A collaborative team led by researchers at the National Heart, Lung, and Blood Institute (NHLBI) has elucidated the precise molecular events needed to transport cholesterol from the surface of cells into their interior. This essential process, known as endocytosis, is disrupted in a genetic condition called familial hypercholesterolemia, which leads to high levels of cholesterol in the blood and an increased risk of heart disease. The findings could open up new avenues for treating this condition and, more broadly, for understanding the cellular transport of cholesterol in general.

"This work is fundamental to our understanding of the movement of cholesterol into cells," said Daniel Rader, M.D., director of the NHLBI's Division of Intramural Research. "These insights provide an important foundation for developing new therapies for preventing and treating heart disease."

The research, published in the journal Nature, focused on a protein called NPC1, which is mutated in individuals with familial hypercholesterolemia. NPC1 is found on the surface of cells and is essential for the uptake of low-density lipoprotein (LDL) cholesterol, the "bad" cholesterol that contributes to heart disease when present in high levels.

Using a combination of biochemical and imaging techniques, the team determined the precise steps involved in the endocytosis of LDL cholesterol. They found that NPC1 binds to LDL cholesterol on the cell surface and then undergoes a series of conformational changes that lead to the formation of a small vesicle containing LDL cholesterol. This vesicle is then transported into the cell, where it releases its cargo of cholesterol.

The researchers also identified several other proteins that play important roles in the endocytosis of LDL cholesterol, including the protein clathrin, which helps to form the small vesicles.

"Our findings provide a comprehensive understanding of the molecular events involved in the endocytosis of LDL cholesterol," said the study's lead author, Tobias Schmidt, Ph.D., a research fellow in the NHLBI's Division of Intramural Research. "This knowledge could inform the development of new drugs to treat familial hypercholesterolemia and other conditions in which cholesterol transport is disrupted."

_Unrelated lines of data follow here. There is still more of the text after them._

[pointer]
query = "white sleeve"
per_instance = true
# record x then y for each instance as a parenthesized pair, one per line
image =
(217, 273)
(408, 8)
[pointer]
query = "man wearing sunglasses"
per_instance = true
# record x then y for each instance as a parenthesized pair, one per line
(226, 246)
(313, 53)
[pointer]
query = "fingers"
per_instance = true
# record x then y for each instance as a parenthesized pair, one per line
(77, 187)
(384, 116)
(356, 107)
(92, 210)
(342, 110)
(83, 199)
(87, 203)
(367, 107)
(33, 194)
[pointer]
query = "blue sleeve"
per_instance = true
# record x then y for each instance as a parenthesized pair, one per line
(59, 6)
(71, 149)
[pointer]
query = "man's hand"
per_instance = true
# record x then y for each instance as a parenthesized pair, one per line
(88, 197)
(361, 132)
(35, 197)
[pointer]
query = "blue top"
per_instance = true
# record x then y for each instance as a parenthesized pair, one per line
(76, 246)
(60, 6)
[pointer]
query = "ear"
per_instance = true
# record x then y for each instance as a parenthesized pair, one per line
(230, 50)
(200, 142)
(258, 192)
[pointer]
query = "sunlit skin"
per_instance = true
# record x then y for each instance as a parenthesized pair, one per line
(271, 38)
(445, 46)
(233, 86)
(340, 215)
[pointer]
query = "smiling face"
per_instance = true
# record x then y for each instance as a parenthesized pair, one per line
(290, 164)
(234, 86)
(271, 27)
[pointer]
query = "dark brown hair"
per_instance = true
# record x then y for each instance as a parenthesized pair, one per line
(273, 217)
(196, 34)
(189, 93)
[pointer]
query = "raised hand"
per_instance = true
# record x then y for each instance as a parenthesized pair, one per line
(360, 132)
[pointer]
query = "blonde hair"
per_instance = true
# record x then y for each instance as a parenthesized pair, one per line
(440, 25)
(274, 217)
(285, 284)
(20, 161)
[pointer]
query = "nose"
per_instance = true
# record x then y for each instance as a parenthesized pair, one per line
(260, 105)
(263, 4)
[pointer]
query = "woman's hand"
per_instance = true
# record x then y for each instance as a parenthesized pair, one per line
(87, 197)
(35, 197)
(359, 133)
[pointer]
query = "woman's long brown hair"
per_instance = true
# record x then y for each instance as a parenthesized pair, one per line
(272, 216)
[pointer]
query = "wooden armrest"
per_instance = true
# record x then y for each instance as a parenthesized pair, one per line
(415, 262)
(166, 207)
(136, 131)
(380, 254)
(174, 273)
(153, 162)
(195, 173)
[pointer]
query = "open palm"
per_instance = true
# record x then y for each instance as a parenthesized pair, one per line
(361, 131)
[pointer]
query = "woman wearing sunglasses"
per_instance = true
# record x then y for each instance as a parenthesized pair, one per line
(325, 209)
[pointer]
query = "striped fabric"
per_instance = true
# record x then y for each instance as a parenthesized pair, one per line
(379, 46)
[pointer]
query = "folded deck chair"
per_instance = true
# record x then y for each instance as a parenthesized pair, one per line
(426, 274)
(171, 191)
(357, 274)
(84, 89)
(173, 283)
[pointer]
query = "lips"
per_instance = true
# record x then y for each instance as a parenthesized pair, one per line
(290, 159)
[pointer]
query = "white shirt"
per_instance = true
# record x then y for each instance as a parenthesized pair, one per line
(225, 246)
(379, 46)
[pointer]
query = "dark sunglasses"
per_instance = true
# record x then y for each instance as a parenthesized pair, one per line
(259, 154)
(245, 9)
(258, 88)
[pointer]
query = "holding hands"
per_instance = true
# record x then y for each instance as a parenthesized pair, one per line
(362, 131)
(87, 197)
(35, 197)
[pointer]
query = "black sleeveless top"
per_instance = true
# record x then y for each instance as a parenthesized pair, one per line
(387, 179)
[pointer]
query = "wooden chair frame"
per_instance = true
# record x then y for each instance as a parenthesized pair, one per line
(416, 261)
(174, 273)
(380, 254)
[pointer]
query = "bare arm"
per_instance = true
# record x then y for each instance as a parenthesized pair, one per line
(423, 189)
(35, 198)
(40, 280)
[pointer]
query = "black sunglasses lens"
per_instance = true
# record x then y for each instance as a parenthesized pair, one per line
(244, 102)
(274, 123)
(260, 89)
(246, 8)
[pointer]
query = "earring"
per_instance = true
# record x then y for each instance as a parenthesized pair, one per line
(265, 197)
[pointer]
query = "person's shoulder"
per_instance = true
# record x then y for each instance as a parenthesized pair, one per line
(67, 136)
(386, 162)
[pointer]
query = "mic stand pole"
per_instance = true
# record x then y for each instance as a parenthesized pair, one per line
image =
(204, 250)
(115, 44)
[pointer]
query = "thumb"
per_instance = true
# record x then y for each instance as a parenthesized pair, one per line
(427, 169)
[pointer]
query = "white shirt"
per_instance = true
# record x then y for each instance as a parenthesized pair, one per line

In addition to providing insights into cholesterol transport, the findings could have broader implications for understanding the cellular transport of other molecules, as the endocytosis of LDL cholesterol involves several processes that are also used in the transport of other molecules into cells.

The research team included scientists from the NHLBI, the University of California, San Francisco, and the University of Texas Southwestern Medical Center.